A plain-language guide to agentic workflows: what makes a workflow agentic, how planning differs from execution, and the role of tools, memory, and triggers.

By Andrew Pagulayan · Published

Picture two ways to handle the same job: a new support ticket comes in and needs a reply. The first way is a fixed pipeline. A rule fires, it copies the ticket text into a template, fills a few blanks, and sends a canned response. If the ticket is anything other than what the template author imagined, the pipeline either sends something wrong or kicks it to a human. The second way is different. The system reads the ticket, decides the customer is asking about a refund on an order that shipped late, looks up the order, checks the refund policy, drafts a reply that cites the actual order number and the actual policy, and only then asks a human to approve it. Same trigger, same goal. One follows a script. The other figures out what to do.

That second system is an agentic workflow, and the difference between the two is the whole subject of this post. The word agentic gets thrown around loosely right now, often as a synonym for anything that touches a large language model. It is not. A workflow becomes agentic when the software, not the developer who built it, decides the sequence of steps at run time based on what it observes. The path is not hard-coded. It is chosen, step by step, against a goal.

This distinction matters because the industry is betting heavily on it. Analysts at Gartner have publicly forecast that agentic AI will be embedded in a large and rapidly growing share of enterprise software within a few years, and consultancies from McKinsey to Deloitte keep reporting that the gap between companies experimenting with AI and companies getting real value from it comes down to workflow design, not model choice. If you are going to build, buy, or just reason about these systems, you need a clear mental model of what agentic actually means. So let us take it apart piece by piece: what makes a workflow agentic, how planning differs from execution, and the three things every agentic workflow needs to function, which are tools, memory, and triggers.

What makes a workflow agentic

Start with what a plain workflow is. A workflow is a sequence of steps that moves work from a start state to a finished state. Most software automation you have ever used is a fixed workflow. A form submission writes a row to a database, sends an email, and posts a message to a channel. The steps are written in advance by a developer, they run in the same order every time, and the only branching is the branching someone explicitly coded with if-this-then-that logic. These pipelines are reliable precisely because they are rigid. They do exactly what they were told, which is great until reality presents a case the author did not anticipate.

An agentic workflow keeps the same idea of moving work toward a goal, but it hands the decision about which step comes next to a reasoning model instead of a fixed branch.
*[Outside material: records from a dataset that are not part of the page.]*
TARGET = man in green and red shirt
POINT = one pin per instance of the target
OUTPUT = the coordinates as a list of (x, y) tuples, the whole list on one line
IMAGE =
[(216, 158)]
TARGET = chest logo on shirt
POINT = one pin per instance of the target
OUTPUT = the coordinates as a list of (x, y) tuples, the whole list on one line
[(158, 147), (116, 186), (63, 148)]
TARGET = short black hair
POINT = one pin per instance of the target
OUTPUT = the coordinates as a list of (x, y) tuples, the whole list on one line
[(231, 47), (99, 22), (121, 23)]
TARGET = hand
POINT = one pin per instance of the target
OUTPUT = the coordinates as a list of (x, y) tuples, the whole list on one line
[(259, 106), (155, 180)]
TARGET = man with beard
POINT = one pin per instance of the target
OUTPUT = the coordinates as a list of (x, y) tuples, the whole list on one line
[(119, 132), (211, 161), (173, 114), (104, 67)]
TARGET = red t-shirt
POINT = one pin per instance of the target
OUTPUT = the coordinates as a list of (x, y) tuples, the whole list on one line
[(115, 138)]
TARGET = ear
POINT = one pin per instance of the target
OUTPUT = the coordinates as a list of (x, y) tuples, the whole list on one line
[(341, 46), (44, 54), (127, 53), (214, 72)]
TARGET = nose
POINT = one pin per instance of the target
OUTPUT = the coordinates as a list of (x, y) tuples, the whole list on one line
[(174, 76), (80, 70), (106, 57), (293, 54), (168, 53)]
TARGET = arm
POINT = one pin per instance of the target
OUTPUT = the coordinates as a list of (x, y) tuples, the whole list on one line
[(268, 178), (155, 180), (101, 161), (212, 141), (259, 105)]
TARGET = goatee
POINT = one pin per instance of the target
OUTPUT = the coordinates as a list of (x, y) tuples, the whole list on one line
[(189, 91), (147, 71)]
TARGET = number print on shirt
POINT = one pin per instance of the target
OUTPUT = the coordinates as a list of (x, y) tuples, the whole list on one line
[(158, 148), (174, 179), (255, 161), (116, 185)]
Given a goal and the current situation, the system asks itself: what should I do next to make progress? It picks an action, takes it, looks at the result, and asks the question again. That loop, which people often call observe, decide, act, repeat, is the signature of an agentic system. The control flow is dynamic. Two runs of the same workflow on two different inputs can take completely different paths, call different tools in a different order, and stop after a different number of steps.

The clean way to draw the line: in a fixed workflow a human author decides the path and the model fills in text. In an agentic workflow the model decides the path and the author sets the goal and the guardrails.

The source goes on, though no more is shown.